La direction des affaires criminelles et des grâces devra rendre ses préconisations en mars 2018 pour une mise en place fin 2018 ce qui correspond parfaitement bien au changement d’affectation du procureur de la République de Paris, figure reconnue de la lutte antiterroriste en France.

Comment améliorer la lutte antiterroriste ?

Pour autant, cette guerre contre le terrorisme repose aussi sur l’engagement de milliers de personnes (magistrats, élus, policiers, gendarmes, militaires, chercheurs…).

Ce qui est certain, c’est que le pouvoir politique doit améliorer la lutte contre le terrorisme sur quelques points essentiels.

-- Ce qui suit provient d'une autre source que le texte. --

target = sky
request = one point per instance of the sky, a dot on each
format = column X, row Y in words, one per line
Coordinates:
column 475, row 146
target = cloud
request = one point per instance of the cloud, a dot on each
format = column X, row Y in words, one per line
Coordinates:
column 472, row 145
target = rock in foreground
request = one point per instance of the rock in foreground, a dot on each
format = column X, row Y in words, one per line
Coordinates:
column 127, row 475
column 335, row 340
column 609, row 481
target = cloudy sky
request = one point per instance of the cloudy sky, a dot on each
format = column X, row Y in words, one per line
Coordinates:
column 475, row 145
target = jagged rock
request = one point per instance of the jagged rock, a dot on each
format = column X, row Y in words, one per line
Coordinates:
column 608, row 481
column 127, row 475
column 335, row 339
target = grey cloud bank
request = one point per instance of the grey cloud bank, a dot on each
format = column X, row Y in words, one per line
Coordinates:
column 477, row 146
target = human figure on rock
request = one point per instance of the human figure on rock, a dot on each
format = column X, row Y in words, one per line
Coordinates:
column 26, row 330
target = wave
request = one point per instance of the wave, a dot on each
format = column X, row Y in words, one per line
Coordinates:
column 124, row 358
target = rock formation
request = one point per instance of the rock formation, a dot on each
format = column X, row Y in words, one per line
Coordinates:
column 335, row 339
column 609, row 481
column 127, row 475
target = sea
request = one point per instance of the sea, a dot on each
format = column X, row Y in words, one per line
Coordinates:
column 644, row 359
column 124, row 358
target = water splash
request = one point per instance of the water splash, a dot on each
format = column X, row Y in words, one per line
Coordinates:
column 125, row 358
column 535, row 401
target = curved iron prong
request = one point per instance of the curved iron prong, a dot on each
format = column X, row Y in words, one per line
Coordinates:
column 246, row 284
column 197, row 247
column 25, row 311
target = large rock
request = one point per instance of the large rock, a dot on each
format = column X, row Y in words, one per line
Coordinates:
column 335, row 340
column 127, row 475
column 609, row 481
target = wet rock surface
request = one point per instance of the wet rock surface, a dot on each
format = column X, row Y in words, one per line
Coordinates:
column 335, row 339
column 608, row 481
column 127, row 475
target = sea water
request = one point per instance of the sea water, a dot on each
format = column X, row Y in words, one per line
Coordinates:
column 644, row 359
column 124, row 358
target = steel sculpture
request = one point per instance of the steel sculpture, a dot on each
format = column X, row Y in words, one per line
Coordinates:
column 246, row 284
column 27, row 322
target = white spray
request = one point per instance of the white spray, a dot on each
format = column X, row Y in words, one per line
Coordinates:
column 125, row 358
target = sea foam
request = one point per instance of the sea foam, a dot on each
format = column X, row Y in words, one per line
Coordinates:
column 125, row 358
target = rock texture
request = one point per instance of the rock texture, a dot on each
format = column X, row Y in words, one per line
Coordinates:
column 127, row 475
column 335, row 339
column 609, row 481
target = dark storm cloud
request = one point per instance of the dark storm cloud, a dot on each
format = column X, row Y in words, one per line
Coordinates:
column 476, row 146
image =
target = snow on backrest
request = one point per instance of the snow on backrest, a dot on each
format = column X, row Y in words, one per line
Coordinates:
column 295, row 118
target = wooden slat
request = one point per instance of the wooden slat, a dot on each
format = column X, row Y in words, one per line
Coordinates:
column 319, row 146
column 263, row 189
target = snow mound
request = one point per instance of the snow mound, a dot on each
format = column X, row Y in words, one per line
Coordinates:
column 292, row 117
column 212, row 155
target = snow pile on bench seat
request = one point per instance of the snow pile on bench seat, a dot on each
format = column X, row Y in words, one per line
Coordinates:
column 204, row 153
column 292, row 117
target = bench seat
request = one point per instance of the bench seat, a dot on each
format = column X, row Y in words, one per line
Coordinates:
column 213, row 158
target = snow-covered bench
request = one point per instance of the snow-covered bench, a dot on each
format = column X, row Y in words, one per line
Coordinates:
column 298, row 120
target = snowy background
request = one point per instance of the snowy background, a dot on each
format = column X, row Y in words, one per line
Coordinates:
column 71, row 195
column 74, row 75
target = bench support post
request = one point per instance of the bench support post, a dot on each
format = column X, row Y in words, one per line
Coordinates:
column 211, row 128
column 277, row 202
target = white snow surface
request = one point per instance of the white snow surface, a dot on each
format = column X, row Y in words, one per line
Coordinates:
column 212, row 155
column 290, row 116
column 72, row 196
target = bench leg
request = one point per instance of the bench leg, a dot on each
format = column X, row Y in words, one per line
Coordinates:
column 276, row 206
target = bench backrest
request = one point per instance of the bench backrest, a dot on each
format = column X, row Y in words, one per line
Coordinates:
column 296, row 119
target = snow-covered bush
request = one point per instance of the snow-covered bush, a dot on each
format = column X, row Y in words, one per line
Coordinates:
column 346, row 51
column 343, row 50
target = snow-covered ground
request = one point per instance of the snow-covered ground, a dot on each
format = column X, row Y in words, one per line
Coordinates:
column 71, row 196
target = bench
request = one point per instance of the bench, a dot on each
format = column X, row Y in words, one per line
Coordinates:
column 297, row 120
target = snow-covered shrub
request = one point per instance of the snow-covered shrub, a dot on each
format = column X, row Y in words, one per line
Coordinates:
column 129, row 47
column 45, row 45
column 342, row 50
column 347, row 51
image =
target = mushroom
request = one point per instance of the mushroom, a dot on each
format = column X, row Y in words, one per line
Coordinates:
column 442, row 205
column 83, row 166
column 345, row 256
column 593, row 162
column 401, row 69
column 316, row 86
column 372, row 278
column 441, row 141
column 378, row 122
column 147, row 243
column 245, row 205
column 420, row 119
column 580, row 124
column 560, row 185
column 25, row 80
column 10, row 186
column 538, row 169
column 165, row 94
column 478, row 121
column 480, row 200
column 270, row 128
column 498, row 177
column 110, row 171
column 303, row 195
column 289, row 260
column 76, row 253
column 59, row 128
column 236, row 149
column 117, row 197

D’abord, il serait plus juste de mieux répartir le traitement des procédures entre le parquet de Paris et les parquets locaux. En effet, un attentat en fonction de son intensité peut parfaitement bien être instruit par un parquet local sous la coordination évidente du parquet de Paris.

Ensuite, il est urgent de fidéliser et former un corps de magistrats qui composerait la cour d’assises spéciale. Aujourd’hui, ces juges sont mobilisés davantage pour leur disponibilité que pour leur connaissance du sujet.

Il en va de même pour un meilleur équilibre entre la police et la gendarmerie nationales en matière de lutte contre le terrorisme. La gendarmerie nationale reste trop peu sollicitée alors que les effectifs manquent et que le nombre de dossiers augmente.

Enfin, la hausse du nombre d’attentats et par conséquent le nombre de victimes doit inciter la ministre de la Justice à encore améliorer la politique de prise en charge des victimes.

En conclusion, l’idée du parquet national antiterroriste n’est pas très séduisante, sauf si elle s’inscrit dans une vision stratégique… qui reste encore à démontrer.